Boosted Tree (using GBM)

set.seed(120)
boosted_tree_model <- train(Yield ~ ., data = Train_prep, method = "gbm",
                            trControl = trainControl(method = "cv", number = 5),
                            verbose = FALSE)

# Predict on the test set
boosted_pred <- predict(boosted_tree_model, Test_prep)

# Evaluate the model
boosted_performance <- postResample(boosted_pred, Test_prep$Yield)
performance2 <- rbind(performance2, data.frame(RMSE = boosted_performance[1], Rsquared = boosted_performance[2], MAE = boosted_performance[3]))
rownames(performance2)[nrow(performance2)] <- "Boosted Tree"

Cubist

set.seed(120)
cubist_model <- train(Yield ~ ., data = Train_prep, method = "cubist",
                      trControl = trainControl(method = "cv", number = 5))

# Predict on the test set
cubist_pred <- predict(cubist_model, Test_prep)

# Evaluate the model
cubist_performance <- postResample(cubist_pred, Test_prep$Yield)
performance2 <- rbind(performance2, data.frame(RMSE = cubist_performance[1], Rsquared = cubist_performance[2], MAE = cubist_performance[3]))
rownames(performance2)[nrow(performance2)] <- "Cubist"

a) Which tree-based regression model gives the optimal resampling and test set performance?

performance2
##                    RMSE  Rsquared       MAE
## Random Forest 0.4876054 0.8172552 0.3907875
## Bagged Tree   0.5425959 0.7179919 0.4330012
## Boosted Tree  0.5044564 0.7500334 0.4221457
## Cubist        0.7188146 0.7142570 0.5748481

The Random Forest model is the optimal choice for this dataset, as it provides the best performance across RMSE, R-squared, and MAE. This suggests that Random Forest is better suited to capture the patterns in the ChemicalManufacturingProcess dataset compared to Bagged Tree, Boosted Tree, or Cubist.

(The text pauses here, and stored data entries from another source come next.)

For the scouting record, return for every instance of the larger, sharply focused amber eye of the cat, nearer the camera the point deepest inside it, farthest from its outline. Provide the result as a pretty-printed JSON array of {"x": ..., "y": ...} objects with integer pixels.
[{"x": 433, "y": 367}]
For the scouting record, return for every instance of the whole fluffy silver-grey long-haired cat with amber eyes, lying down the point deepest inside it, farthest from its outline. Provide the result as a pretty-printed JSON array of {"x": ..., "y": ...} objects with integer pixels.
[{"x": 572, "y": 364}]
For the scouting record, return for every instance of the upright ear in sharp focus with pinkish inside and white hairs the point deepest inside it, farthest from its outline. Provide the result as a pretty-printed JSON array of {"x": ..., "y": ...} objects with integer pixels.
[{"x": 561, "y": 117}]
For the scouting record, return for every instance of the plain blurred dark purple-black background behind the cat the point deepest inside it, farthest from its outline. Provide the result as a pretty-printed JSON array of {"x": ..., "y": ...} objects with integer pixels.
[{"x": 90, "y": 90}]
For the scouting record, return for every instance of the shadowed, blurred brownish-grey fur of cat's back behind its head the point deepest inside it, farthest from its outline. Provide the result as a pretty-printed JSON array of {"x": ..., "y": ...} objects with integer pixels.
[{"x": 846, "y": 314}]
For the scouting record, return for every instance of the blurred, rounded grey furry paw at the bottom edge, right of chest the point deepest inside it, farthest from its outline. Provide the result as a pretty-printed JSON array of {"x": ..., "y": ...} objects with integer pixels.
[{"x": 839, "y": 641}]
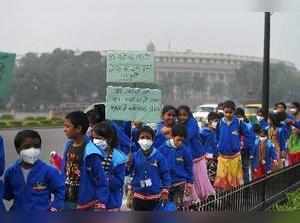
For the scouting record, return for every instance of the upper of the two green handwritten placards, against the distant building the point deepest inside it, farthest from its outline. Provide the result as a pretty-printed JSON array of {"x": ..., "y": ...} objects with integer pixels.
[{"x": 130, "y": 67}]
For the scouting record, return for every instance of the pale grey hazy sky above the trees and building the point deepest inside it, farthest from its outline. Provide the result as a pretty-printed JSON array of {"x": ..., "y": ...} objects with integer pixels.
[{"x": 41, "y": 26}]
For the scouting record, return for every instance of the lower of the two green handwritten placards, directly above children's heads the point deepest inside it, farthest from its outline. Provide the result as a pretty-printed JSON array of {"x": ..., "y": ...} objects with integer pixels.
[{"x": 133, "y": 104}]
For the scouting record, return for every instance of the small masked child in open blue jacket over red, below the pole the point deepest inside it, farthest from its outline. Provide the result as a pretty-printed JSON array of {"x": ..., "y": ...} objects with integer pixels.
[{"x": 264, "y": 154}]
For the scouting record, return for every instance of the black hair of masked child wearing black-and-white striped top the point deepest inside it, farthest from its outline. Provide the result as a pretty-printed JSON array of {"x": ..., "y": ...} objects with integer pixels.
[{"x": 106, "y": 130}]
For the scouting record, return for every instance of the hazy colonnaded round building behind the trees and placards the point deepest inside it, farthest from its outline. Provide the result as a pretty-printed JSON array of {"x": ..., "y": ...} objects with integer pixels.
[{"x": 203, "y": 77}]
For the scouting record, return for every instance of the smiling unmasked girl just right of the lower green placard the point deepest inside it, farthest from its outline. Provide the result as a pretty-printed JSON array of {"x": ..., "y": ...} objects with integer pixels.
[{"x": 163, "y": 131}]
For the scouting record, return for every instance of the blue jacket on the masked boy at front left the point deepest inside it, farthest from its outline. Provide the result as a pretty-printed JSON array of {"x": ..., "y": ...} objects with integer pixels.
[{"x": 35, "y": 195}]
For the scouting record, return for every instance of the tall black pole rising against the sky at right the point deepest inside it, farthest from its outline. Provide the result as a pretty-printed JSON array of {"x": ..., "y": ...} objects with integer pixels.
[{"x": 266, "y": 65}]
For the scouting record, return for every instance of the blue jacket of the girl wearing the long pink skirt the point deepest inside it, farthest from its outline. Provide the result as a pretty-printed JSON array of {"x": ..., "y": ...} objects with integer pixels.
[{"x": 193, "y": 140}]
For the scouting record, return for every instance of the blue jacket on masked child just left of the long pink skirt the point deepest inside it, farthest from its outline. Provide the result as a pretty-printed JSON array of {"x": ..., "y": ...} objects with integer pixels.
[{"x": 180, "y": 163}]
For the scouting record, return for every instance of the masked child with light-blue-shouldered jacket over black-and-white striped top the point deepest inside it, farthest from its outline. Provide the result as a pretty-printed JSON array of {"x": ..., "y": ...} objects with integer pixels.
[{"x": 114, "y": 163}]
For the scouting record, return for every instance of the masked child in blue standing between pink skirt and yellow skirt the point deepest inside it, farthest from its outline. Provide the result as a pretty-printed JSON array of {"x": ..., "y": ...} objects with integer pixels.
[{"x": 208, "y": 136}]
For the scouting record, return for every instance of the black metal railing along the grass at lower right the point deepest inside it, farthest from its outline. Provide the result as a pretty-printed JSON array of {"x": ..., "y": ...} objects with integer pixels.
[{"x": 258, "y": 195}]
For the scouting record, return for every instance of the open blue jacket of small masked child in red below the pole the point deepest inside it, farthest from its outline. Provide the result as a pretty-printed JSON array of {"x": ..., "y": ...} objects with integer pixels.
[{"x": 270, "y": 155}]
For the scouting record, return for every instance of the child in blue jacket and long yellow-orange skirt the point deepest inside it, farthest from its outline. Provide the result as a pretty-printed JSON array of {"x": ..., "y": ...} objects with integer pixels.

b) Which predictors are most important in the optimal tree-based regression model? Do either the biological or process variables dominate the list? How do the top 10 important predictors compare to the top 10 predictors from the optimal linear and nonlinear models?

plot(varImp(rf_model), 10)

Previous analysis noted a more balanced influence between manufacturing and biological predictors.The current findings indicate a shift toward process dominance, where ManufacturingProcess variables clearly outperform biological predictors in terms of importance for yield optimization. This mirrors the conclusion in the previous analysis but with a stronger emphasis on manufacturing processes as the key factor in improving yield.

c) Plot the optimal single tree with the distribution of yield in the terminalnodes. Does this view of the data provide additional knowledge about the biological or process predictors and their relationship with yield?

single_tree <- rpart(Yield ~ ., method = "anova", data = Train_prep)

rpart.plot(single_tree)

While ManufacturingProcess32 is at the top accounting for 100% of the yield, BiologicalMaterial11 and ManufacturingProcess31 split that into 58% and 42% respectively, with the BiologiclMaterial having slightly more impact to final yield than the ManufacturingProcess at that level of the split. There are less biological predictors present in the single tree model than were seen in the more robust tree models. That makes sense because the simpler tree model focuses on the most influential variables, potentially simplifying the decision-making process by highlighting the key manufacturing parameters that are most critical for optimizing yield.